Consommation de médicaments psychotropes : Les jeunes comprimés

La consommation de psychotropes prend de l’ampleur. Il suffit de consulter les bilans des services en charge de lutter contre ce mal qui font état de prises colossales. Considérées comme des «drogues douces», les psychotropes, dont la vente a fini par être réglementée, n’en sont pas moins dangereux. Un de nos journalistes s’est rapproché de nombreux jeunes et de leurs familles. Les premiers racontent leurs premiers pas vers l’enfer et les difficultés de s’en défaire. Les secondes ne cachent pas leur désarroi face à la dérive de leurs enfants. Dans notre dossier, des praticiens expliquent aussi les causes d’un phénomène qui nourrit la violence sociale. On présente enfin ceux qui mènent un combat, notamment à Tizi-Ouzou et Blida, dans des structures ouvertes à ceux qui veulent sortir de ce cercle vicieux.

Les psychotropes sont en même temps des drogues et des médicaments. Ils ont la propriété de modifier le psychisme soit par leurs propriétés sédatives ou par leurs propriétés stimulantes. Ces médicaments sont censés agir sur des états dépressifs tels que la tristesse profonde, l’épuisement psychique et l’anxiété. La consommation de psychotropes (hypnotiques et psychodysleptiques) notamment chez les jeunes est un phénomène en expansion. Mais le problème réside dans le fait qu’ils sont utilisés en dehors de leur usage thérapeutique.

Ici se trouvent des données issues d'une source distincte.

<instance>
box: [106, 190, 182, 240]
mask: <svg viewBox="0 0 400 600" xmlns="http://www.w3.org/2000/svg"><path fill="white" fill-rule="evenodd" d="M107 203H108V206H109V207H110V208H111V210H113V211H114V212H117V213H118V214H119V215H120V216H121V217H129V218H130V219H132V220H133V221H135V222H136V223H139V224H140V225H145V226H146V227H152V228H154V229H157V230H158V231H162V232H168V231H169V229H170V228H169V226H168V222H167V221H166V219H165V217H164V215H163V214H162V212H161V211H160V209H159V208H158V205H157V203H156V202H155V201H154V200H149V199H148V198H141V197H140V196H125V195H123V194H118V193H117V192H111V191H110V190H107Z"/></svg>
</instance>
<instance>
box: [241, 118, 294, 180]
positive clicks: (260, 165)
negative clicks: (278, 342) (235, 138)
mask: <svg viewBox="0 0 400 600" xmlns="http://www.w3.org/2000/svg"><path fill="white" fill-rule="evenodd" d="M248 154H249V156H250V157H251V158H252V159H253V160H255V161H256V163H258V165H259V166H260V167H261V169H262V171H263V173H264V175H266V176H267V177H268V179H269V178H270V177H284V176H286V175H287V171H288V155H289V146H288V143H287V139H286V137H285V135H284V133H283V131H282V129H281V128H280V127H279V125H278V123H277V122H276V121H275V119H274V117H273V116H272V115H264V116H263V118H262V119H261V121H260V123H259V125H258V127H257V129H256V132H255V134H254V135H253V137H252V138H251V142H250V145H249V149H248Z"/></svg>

Le Pr Mohamed El Amine Bencharif, chef du service de psychiatrie légale à l’hôpital Frantz-Fanon de Blida, distingue six grandes catégories à savoir les antidépresseurs qui sont des médicaments qui stimulent l’humeur et visent à développer l’état affectif des personnes dépressives vers le bien-être.  Les hypnotiques ou somnifères, prescrits en cas d’insomnie, provoquent ou maintiennent un sommeil normal c’est-à-dire avec conservation des cycles de sommeil appartenant à la famille des benzodiazépines comme le Tranxène et une nouvelle classe de médicaments qui vient d’être mise sur le marché comme le Lysanxia. Les anxiolytiques ou tranquillisants servent à diminuer l’angoisse et les manifestations de l’anxiété. Ils peuvent induire une dépendance en traitement prolongé. Les neuroleptiques sont des médicaments utilisés pour traiter les maladies psychiatriques, notamment et principalement dans le cas de psychoses. Les thymorégulateurs, des régulateurs de l’humeur, constituent les traitements de fond du trouble bipolaire. En dernier lieu, les psychodysleptiques qui désignent les substances qui perturbent l’activité mentale et la vigilance. Ils désignent les drogues illicites. Elles ne sont pas utilisées comme médicaments et provoquent une dépendance. «Comme tout médicament, l’usage abusif entraîne des effets secondaires sur la santé.  Tous les médicaments psychotropes ou ceux utilisés en cardiologie ou dans n’importe quelle spécialité sont dangereux quand ils sont détournés de leur usage initial», souligne le Pr Mohamed El Amine Bencharif. Selon lui, les psychotropes sont détournés de leur usage initial, ce qui représente un grand danger pour la société. «Ces personnes qui sont à la recherche d’un bien-être ne savent pas qu’elle sont en train de se détruire», a-t-il ajouté.
Selon le Pr Bencharif, les psychotropes ne sont pas les seuls médicaments utilisés en toxicomanie, il y en a d’autres consommés par les jeunes et connus sous le nom de Prégabaline, communément appelé Saroukh (missile, ndlr), destiné au traitement des douleurs neuropathiques. Il a tenu à préciser que les saisies par les forces de l’ordre de quantités importantes de psychotropes ne proviennent pas exclusivement du secteur pharmaceutique ou du milieu hospitalier mais des laboratoires clandestins qui s’adonnent à la fabrication de ces produits avec des techniques de production très faciles. «En dehors des pharmacodépendants, il faut chercher ailleurs l’origine de ce mal et sauver l’avenir de ces jeunes», a-t-il recommandé. «La prévention est le maître-mot. Il faut aussi penser à donner des palliatifs à ces jeunes en développant chez eux la culture du volontariat et en associant également le mouvement associatif», a-t-il conclu.